JAKARTA (RA) - Dalam tiga bulan terakhir, harga minyak sawit mentah atau Crude Palm Oil (CPO) mengalami penurunan yang perlahan namun konsisten.
Hal ini memunculkan tanda tanya besar, mengingat produksi CPO nasional sedang menurun dan permintaan global tetap stabil bahkan cenderung meningkat. Secara teori ekonomi, kondisi ini seharusnya mendorong harga naik. Namun yang terjadi justru sebaliknya.
Ketua Umum DPP Asosiasi Petani Kelapa Sawit Indonesia (Apkasindo), Dr. Gulat ME Manurung, mengungkapkan bahwa anomali ini terjadi akibat carut-marutnya sistem penetapan harga CPO di Indonesia yang tidak lagi mengacu pada prinsip pasar yang adil dan transparan.

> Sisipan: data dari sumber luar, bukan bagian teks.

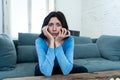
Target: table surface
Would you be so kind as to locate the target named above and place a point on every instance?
(104, 75)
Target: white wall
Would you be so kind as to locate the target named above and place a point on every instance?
(72, 11)
(100, 17)
(1, 16)
(92, 17)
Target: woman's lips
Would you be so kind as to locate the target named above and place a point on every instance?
(54, 34)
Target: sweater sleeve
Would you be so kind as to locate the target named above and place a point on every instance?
(65, 56)
(46, 57)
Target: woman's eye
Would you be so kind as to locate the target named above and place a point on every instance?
(50, 24)
(58, 24)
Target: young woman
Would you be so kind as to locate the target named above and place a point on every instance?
(55, 47)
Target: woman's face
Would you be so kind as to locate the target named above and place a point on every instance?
(54, 26)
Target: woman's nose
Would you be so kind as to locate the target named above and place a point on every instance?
(54, 27)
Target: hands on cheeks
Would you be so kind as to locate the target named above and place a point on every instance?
(59, 39)
(47, 34)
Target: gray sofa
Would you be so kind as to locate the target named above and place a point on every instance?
(100, 54)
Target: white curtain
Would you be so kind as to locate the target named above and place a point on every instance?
(25, 15)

"Ada masalah serius pada rujukan harga CPO kita. Pertama, seharusnya bursa CPO itu hanya satu, tidak boleh ada dua atau tiga. Saat ini, Indonesia malah punya beberapa rujukan harga," ungkap Gulat, Minggu (11/5/2025).
Menurutnya, kehadiran lebih dari satu bursa membuat pasar tidak punya acuan yang jelas, sehingga harga mudah dimanipulasi. Masalah kian pelik ketika penyelenggara bursa juga berperan sebagai pembeli atau pengguna CPO.
"Kalau penyelenggara bursa juga pemain, tentu dia akan menekan harga serendah mungkin supaya bisa membeli murah. Ini jelas merusak pasar," tegas Gulat.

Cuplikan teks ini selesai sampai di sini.